In Jung's view, because a person's conscious mind is identified with
their own gender, their unconscious will be experienced as being of the
opposite sex. Anyone who has ever been in love will probably agree.
When the beloved is with us and relating well to us, the world seems
perfect. Conversely, absence of the beloved (by geography or emotional
withdrawal) gives us a feeling as if we are incomplete. He called this
contrasexual aspect of the unconscious anima in men and animus in
women. The word used to describe both is syzygy, from a Greek word
suzugos, meaning yoked or paired, and is really only included here for
Scrabble players.
Anima and
animus are the large complexes into which all our experiences of the
other gender are filed. This will start with our parent of the opposite
sex, and be extended to siblings, relations, friends (and enemies!) and
associates throughout our lives.

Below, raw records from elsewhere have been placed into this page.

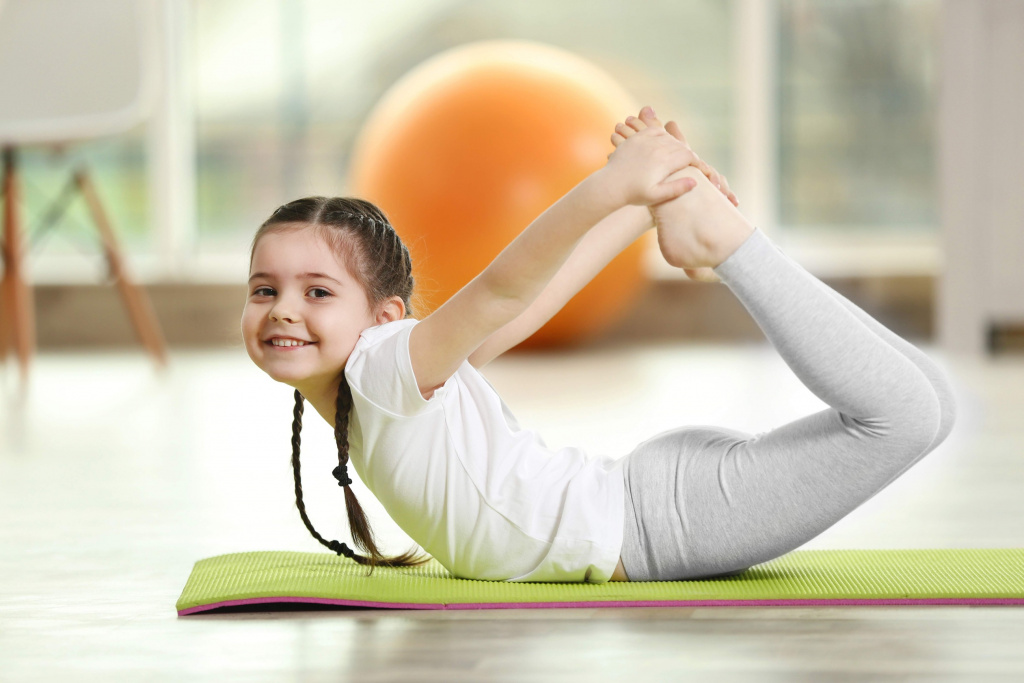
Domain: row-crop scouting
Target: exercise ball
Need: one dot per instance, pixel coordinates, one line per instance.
(471, 145)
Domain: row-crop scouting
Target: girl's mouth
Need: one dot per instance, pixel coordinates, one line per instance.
(288, 343)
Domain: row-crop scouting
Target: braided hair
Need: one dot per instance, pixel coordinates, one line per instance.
(363, 237)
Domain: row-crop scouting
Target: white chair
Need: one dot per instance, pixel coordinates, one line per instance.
(71, 71)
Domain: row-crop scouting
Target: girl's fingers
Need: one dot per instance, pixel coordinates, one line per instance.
(635, 123)
(673, 188)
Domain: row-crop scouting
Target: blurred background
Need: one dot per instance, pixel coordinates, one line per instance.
(824, 115)
(878, 141)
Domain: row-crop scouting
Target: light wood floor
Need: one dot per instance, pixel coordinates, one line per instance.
(114, 480)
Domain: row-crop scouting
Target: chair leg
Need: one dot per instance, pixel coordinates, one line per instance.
(138, 304)
(17, 323)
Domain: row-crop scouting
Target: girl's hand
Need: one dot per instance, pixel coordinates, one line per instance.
(648, 120)
(637, 170)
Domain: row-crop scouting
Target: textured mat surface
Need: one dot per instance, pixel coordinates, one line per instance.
(826, 578)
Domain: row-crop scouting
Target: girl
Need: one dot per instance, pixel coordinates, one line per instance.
(329, 313)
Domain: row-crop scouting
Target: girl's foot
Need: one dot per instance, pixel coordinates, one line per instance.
(699, 229)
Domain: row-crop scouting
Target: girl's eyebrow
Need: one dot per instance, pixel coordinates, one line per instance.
(301, 275)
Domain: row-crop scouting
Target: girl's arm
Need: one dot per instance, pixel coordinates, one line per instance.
(636, 173)
(594, 251)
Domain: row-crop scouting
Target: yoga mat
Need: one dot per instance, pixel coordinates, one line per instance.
(811, 578)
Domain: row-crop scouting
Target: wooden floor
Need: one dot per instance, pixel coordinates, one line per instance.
(115, 479)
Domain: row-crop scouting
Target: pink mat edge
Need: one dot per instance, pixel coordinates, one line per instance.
(613, 603)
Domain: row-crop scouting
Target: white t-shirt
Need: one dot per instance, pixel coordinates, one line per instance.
(488, 500)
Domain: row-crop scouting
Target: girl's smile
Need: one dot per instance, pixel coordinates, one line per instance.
(304, 311)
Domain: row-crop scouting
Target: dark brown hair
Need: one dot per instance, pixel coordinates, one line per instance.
(361, 236)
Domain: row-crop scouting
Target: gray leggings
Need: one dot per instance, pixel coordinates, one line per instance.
(708, 501)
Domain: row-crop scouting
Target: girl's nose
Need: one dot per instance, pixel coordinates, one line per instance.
(283, 310)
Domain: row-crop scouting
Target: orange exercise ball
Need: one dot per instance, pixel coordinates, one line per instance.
(471, 145)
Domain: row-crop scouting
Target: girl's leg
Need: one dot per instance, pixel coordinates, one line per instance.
(737, 500)
(935, 376)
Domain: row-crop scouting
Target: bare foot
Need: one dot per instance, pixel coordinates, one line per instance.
(695, 235)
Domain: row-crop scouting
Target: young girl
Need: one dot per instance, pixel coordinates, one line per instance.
(329, 313)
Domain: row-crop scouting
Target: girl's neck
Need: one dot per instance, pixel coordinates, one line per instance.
(324, 398)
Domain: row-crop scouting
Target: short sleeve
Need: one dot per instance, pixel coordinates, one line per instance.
(381, 370)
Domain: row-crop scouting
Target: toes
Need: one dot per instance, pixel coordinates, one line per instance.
(635, 124)
(625, 131)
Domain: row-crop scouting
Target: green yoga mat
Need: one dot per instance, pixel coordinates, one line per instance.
(810, 578)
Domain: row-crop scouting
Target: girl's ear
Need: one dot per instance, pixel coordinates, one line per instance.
(391, 310)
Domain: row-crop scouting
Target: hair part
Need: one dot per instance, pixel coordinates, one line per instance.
(361, 237)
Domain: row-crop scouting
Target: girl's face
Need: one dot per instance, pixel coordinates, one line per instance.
(304, 310)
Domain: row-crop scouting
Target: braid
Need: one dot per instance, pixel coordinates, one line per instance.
(361, 534)
(296, 443)
(372, 250)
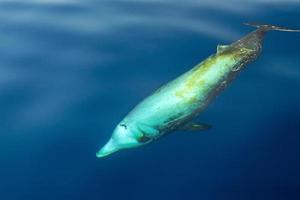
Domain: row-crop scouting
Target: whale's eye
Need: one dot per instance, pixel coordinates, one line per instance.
(123, 125)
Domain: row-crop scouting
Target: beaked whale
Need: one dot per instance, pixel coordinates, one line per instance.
(173, 106)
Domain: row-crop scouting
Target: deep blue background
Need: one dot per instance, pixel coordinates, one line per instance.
(71, 70)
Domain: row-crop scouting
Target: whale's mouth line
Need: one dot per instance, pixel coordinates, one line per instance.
(109, 148)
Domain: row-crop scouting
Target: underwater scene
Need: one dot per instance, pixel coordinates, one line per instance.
(71, 70)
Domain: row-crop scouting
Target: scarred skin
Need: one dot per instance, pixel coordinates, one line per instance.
(179, 101)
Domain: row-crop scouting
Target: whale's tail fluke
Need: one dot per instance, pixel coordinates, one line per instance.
(267, 27)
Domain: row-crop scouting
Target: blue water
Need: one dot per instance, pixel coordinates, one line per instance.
(71, 70)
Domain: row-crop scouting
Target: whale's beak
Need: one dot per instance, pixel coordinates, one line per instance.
(108, 149)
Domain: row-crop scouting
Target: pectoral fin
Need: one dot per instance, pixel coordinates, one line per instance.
(195, 127)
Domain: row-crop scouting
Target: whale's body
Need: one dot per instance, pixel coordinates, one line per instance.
(175, 104)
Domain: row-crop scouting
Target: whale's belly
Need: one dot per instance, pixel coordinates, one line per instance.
(183, 98)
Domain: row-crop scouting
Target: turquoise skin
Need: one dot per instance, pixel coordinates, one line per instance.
(175, 104)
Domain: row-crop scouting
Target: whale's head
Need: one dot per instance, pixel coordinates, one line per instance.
(124, 136)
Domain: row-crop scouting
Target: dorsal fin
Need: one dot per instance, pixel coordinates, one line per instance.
(221, 48)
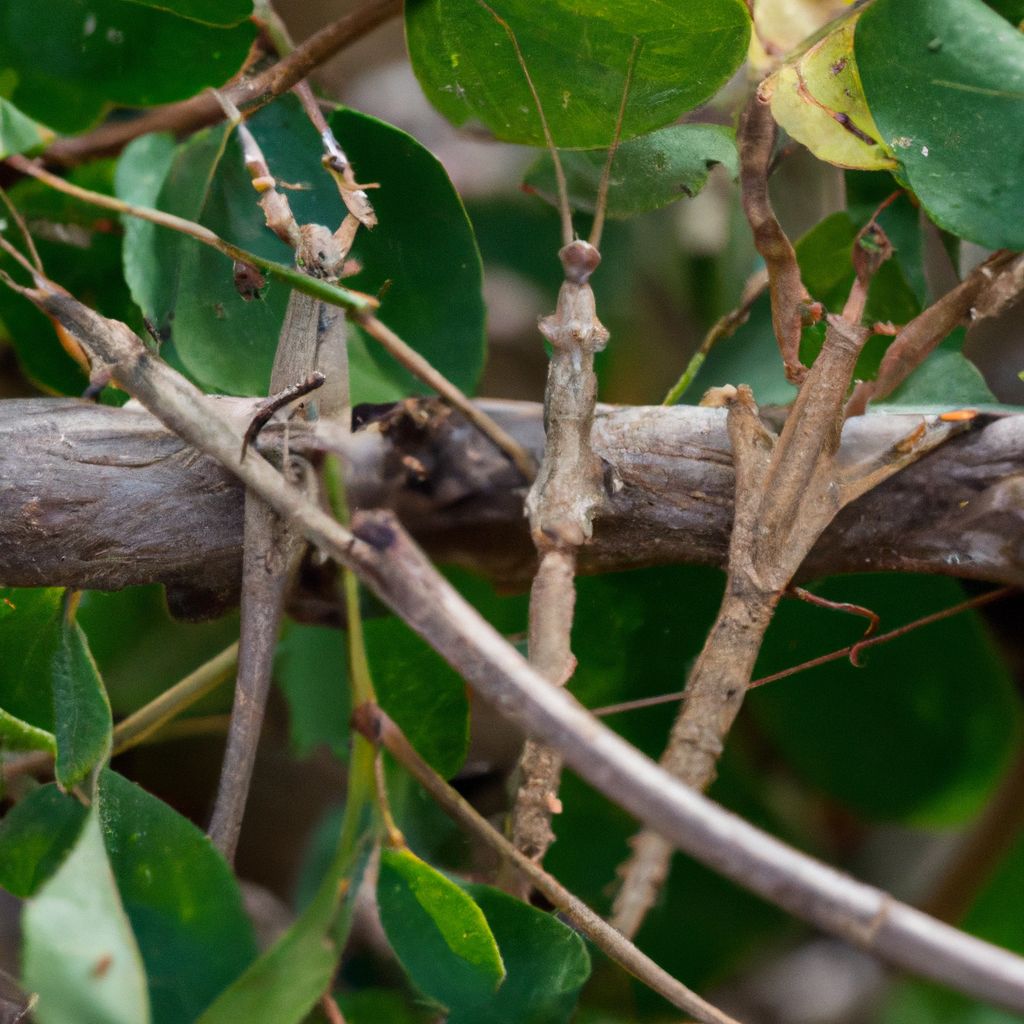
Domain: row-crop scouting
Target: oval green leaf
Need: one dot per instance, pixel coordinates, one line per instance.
(437, 932)
(18, 133)
(818, 99)
(80, 955)
(546, 961)
(945, 82)
(30, 632)
(421, 691)
(181, 898)
(578, 54)
(82, 720)
(72, 58)
(648, 172)
(36, 836)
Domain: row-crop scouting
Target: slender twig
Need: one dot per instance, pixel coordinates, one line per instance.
(724, 327)
(379, 550)
(325, 291)
(787, 489)
(457, 398)
(376, 725)
(984, 292)
(835, 655)
(248, 93)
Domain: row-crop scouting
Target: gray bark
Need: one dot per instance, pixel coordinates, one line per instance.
(101, 498)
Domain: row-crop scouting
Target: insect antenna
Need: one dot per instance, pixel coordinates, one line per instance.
(24, 229)
(602, 192)
(563, 193)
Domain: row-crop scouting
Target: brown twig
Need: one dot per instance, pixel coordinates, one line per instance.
(390, 563)
(377, 727)
(248, 94)
(835, 655)
(986, 291)
(756, 138)
(788, 488)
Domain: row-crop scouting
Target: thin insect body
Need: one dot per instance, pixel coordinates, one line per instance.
(569, 486)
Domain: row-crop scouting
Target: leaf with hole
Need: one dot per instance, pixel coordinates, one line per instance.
(944, 80)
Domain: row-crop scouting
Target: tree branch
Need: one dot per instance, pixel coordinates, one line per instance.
(376, 725)
(100, 498)
(379, 550)
(246, 93)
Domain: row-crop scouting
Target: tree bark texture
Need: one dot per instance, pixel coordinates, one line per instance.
(94, 497)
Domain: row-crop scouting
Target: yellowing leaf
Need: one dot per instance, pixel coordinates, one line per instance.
(817, 97)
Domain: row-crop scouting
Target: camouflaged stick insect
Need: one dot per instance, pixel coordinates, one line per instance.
(569, 485)
(311, 346)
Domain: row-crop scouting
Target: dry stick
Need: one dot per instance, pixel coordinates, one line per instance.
(312, 338)
(378, 727)
(248, 93)
(787, 491)
(724, 327)
(757, 138)
(985, 292)
(403, 578)
(313, 287)
(835, 655)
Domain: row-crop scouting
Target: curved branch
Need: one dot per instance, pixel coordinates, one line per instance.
(380, 551)
(100, 498)
(245, 93)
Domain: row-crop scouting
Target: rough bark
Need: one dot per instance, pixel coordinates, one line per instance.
(103, 498)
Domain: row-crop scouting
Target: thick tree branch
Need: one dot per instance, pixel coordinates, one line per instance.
(92, 497)
(401, 576)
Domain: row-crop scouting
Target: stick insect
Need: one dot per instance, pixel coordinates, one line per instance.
(569, 486)
(310, 348)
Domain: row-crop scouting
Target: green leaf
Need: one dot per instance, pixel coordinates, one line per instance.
(78, 56)
(36, 836)
(83, 723)
(311, 669)
(419, 689)
(929, 726)
(287, 981)
(649, 172)
(437, 932)
(423, 246)
(945, 82)
(947, 378)
(547, 964)
(18, 133)
(80, 955)
(30, 632)
(578, 55)
(219, 12)
(181, 898)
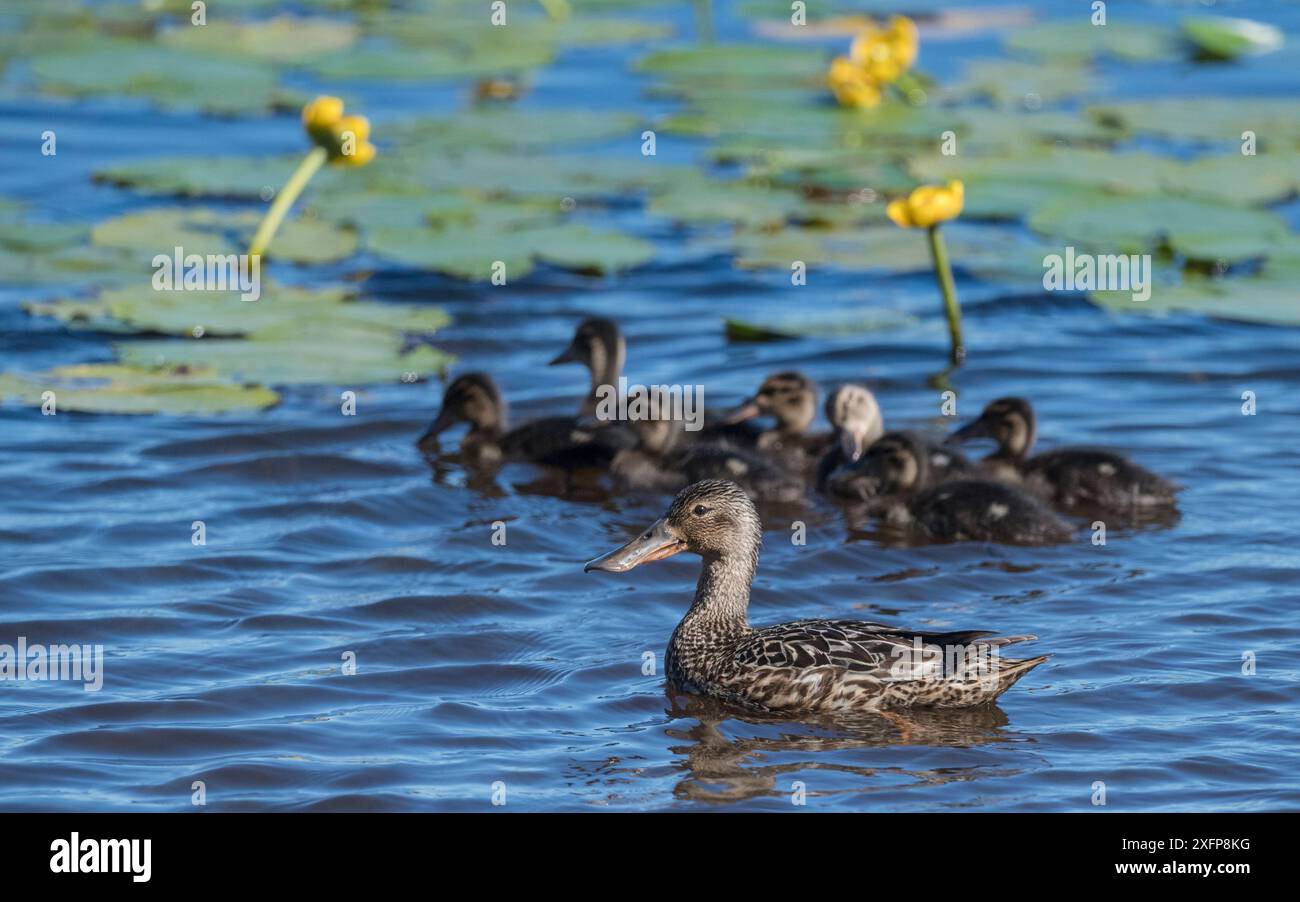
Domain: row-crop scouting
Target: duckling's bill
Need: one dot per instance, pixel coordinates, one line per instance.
(655, 543)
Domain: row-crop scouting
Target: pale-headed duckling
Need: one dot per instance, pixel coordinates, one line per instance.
(1073, 477)
(559, 441)
(789, 398)
(599, 346)
(667, 459)
(806, 666)
(893, 480)
(857, 423)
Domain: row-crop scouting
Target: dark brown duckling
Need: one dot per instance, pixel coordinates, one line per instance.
(666, 459)
(805, 666)
(893, 478)
(599, 346)
(560, 441)
(1071, 477)
(856, 419)
(789, 398)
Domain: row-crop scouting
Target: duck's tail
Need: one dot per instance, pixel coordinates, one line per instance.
(1010, 671)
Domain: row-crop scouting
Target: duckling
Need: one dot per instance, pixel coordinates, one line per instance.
(893, 476)
(667, 460)
(806, 666)
(856, 423)
(1071, 476)
(856, 419)
(559, 441)
(599, 346)
(791, 399)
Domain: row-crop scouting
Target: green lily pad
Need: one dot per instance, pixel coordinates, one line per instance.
(510, 128)
(1082, 40)
(745, 64)
(433, 63)
(168, 77)
(1225, 120)
(222, 313)
(280, 39)
(297, 354)
(1012, 82)
(125, 389)
(1229, 38)
(1199, 229)
(207, 231)
(702, 200)
(472, 252)
(203, 177)
(40, 237)
(1259, 299)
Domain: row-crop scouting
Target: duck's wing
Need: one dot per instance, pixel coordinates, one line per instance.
(567, 442)
(848, 664)
(1097, 476)
(850, 645)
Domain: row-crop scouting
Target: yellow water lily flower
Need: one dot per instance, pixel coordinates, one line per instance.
(928, 206)
(321, 115)
(850, 83)
(354, 146)
(345, 138)
(887, 52)
(339, 139)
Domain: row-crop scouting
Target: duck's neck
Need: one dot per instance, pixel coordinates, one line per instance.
(606, 369)
(722, 594)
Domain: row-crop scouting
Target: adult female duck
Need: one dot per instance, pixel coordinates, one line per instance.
(1071, 476)
(806, 666)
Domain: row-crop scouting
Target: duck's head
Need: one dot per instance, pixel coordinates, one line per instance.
(597, 345)
(895, 464)
(856, 416)
(1009, 421)
(789, 397)
(471, 398)
(713, 519)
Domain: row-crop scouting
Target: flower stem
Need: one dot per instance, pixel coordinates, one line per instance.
(286, 198)
(705, 21)
(944, 273)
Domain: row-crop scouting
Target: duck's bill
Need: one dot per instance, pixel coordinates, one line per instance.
(746, 411)
(654, 543)
(850, 446)
(566, 356)
(973, 429)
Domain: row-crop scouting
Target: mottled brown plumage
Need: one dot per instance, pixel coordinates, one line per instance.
(806, 666)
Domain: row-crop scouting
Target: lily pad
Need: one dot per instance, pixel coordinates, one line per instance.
(280, 39)
(1257, 299)
(1226, 120)
(472, 252)
(1199, 229)
(125, 389)
(295, 355)
(1082, 40)
(510, 128)
(222, 313)
(1225, 38)
(207, 231)
(203, 177)
(168, 77)
(1012, 82)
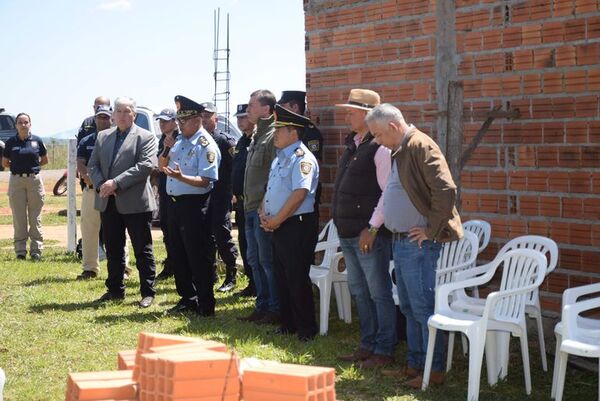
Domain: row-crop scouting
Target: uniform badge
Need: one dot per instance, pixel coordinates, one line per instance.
(314, 145)
(305, 167)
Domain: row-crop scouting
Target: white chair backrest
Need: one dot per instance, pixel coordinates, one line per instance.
(462, 252)
(537, 243)
(521, 269)
(329, 242)
(482, 229)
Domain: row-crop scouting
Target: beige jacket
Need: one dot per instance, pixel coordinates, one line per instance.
(427, 180)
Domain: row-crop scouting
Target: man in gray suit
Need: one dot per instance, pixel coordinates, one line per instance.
(119, 167)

Thus at any time in our life we will
have a constantly evolving image of the other sex, and anyone who
appears to correlate closely to that image will have a remarkably
powerful effect on us. The creep at the party who comes up and says,
"Where have you been all my life?" inadvertently puts this situation
quite well. Meeting a person who approximates to anima or animus will
make us feel as if they are somehow familiar even though we know it is
our first encounter with them.
The syzygy is more than this. English is rather a unique language in
which the word "the" is not genderised. Most romantic languages have
masculine and feminine indefinite articles. For instance most languages
have the sea as feminine, the sky as masculine and so on. As a result,
anima and animus contain our responses to a wide variety of non-human
events and phenomena as well. To further complicate matters, we may
associate a certain person with a country or region, perhaps because
our emotional relationship to such a place is so strong that we
accommodate it by placing it on another human. This is one (though by
no means the only) reason for holiday romances being so sudden and
passionate, but easily terminated when we return to work.